See Scan Policies for configuration details.
Data Models
Primary data structures in core/models.py:
| Model | Purpose |
|---|---|
Skill | Loaded skill package with files and metadata |
Finding | Individual security finding with severity, category, location, and remediation |
ScanResult | Single-skill scan output with findings, timing, and analyzability |
Report | Multi-skill scan output aggregating multiple ScanResult objects |
Severity | Enum: CRITICAL, HIGH, MEDIUM, LOW, INFO, SAFE |
ThreatCategory | Enum: prompt injection, data exfiltration, command injection, etc. |
Entry Points
| Entry Point | Source | Description |
|---|---|---|
| CLI | skill_scanner/cli/cli.py | Main command-line interface |
| API | skill_scanner/api/router.py | FastAPI REST server |
| Pre-commit | skill_scanner/hooks/pre_commit.py | Git hook integration |
| SDK | skill_scanner/__init__.py | Python library import |
All entry points use analyzer_factory.py for consistent analyzer construction.
Rule Packs
Built-in detection rules live in skill_scanner/data/packs/:
| Pack | Contents |
|---|---|
core | YAML signatures, YARA rules, Python checks — the main detection pack |
atr | Additional threat research signatures |
Each pack has a pack.yaml manifest that declares its rules and metadata.
Threat Taxonomy
Every finding is normalized to Cisco AI framework mappings (AITech/AISubtech) so findings from different analyzers use consistent category labels.

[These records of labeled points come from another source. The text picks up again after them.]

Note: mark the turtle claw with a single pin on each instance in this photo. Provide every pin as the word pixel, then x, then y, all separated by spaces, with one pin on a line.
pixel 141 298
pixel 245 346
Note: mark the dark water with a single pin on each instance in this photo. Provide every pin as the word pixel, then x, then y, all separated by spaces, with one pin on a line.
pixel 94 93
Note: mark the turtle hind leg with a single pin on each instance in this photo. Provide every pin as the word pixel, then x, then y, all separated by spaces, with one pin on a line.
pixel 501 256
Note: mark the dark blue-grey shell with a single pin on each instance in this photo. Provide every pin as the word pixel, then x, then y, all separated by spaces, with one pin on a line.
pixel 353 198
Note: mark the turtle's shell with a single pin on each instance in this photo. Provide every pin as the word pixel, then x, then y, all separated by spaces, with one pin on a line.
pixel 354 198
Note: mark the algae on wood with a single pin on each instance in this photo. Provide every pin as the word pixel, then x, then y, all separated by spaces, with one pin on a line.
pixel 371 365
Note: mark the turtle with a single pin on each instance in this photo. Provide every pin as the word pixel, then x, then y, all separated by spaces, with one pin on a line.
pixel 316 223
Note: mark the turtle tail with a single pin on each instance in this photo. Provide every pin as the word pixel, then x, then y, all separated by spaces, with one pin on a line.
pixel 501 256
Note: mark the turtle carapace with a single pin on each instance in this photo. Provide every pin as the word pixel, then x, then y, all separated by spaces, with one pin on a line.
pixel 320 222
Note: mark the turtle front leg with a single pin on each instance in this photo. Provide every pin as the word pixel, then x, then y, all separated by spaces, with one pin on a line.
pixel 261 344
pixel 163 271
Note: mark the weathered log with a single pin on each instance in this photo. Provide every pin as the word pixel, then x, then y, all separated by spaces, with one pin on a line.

The taxonomy can be overridden at runtime for custom organizational classifications.
Extension Points
To add new detection capabilities:
- Add an analyzer class inheriting
BaseAnalyzer - Register the construction path in
analyzer_factory.py - Add policy knobs in
scan_policy.py(if needed) - Add tests under
tests/ - Document CLI/API toggles
For rule-based detection, prefer extending skill_scanner/data/packs/core/ (signatures, YARA, Python checks) before adding analyzer-level logic.
See Writing Custom Rules for the full guide.